Secondo un recente studio di un gruppo di ricercatori coordinati dal professor Guido Valesini, Direttore della UOC di Reumatologia del Policlinico Umberto I di Roma, un eccesso di sale nella nostra dieta oltre ad alimentare il già noto rischio di problemi cardiovascolari, potrebbe stimolare anche l’insorgenza di malattie autoimmuni su base infiammatoria, in particolare l’artrite reumatoide e il lupus eritematoso - entrambe malattie in crescita, negli ultimi anni, nei Paesi industrializzati; guardacaso quelli dove il consumo di sale è decisamente al di sopra dei limiti di sicurezza indicati dall’OMS.
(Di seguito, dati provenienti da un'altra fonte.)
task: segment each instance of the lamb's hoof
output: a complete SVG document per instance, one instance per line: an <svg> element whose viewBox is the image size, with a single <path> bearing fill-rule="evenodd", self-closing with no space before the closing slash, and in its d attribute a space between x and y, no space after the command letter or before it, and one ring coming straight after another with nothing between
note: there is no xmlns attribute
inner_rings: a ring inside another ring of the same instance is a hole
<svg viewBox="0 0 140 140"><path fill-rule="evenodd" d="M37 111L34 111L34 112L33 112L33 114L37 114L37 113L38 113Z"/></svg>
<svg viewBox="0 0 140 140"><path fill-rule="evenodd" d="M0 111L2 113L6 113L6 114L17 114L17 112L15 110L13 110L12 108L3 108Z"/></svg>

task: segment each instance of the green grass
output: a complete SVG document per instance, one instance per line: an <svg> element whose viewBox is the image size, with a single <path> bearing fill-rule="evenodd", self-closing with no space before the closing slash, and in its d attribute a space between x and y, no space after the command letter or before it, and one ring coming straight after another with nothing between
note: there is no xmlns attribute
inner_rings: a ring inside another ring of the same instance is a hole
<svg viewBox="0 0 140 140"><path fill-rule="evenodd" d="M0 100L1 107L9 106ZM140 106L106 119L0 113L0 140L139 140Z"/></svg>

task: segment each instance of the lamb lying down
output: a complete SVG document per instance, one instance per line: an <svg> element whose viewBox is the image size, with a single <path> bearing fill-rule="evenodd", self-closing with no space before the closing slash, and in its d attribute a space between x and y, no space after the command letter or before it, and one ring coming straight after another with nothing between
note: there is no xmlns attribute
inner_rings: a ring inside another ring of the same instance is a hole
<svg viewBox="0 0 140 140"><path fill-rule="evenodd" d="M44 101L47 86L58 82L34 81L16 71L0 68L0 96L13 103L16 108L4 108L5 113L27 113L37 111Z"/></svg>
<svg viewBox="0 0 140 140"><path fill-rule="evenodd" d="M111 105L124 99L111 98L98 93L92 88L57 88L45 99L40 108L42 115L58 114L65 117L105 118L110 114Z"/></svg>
La ricerca, pubblicata su Plos One, si è concentrato sui linfociti T helper 17, ossia cellule del sangue dotate di una capacità altamente infiammatoria in contesti predisponenti e che, in studi precedenti, il sodio aveva dimostrato di essere capace di infiammare. Gli scienziati hanno però puntato l’attenzione anche gli antagonisti dei T helper: i linfociti Treg, che hanno la capacità di inibire l’azione infiammatoria dei T helper. Per studiare l’attività di entrambi i linfociti, i ricercatori hanno monitorato un gruppo di volontari, affetti da una delle due malattie autoimmuni, tenendoli a dieta speciale, ossia modulando ad hoc l’introito di sale per 5 settimane: per i primi venti giorni i partecipanti allo studio hanno assunto alimenti a basso contenuto di sale, nelle restanti due settimane hanno seguito una dieta normosodica rispettosa delle indicazioni dell’OMS. Infine, per valutare gli effetti del sale sui linfociti T helper 17 e Treg, i ricercatori hanno prelevato nell’arco delle 24 ore differenti campioni di urina misurando i livelli di escrezione di sodio.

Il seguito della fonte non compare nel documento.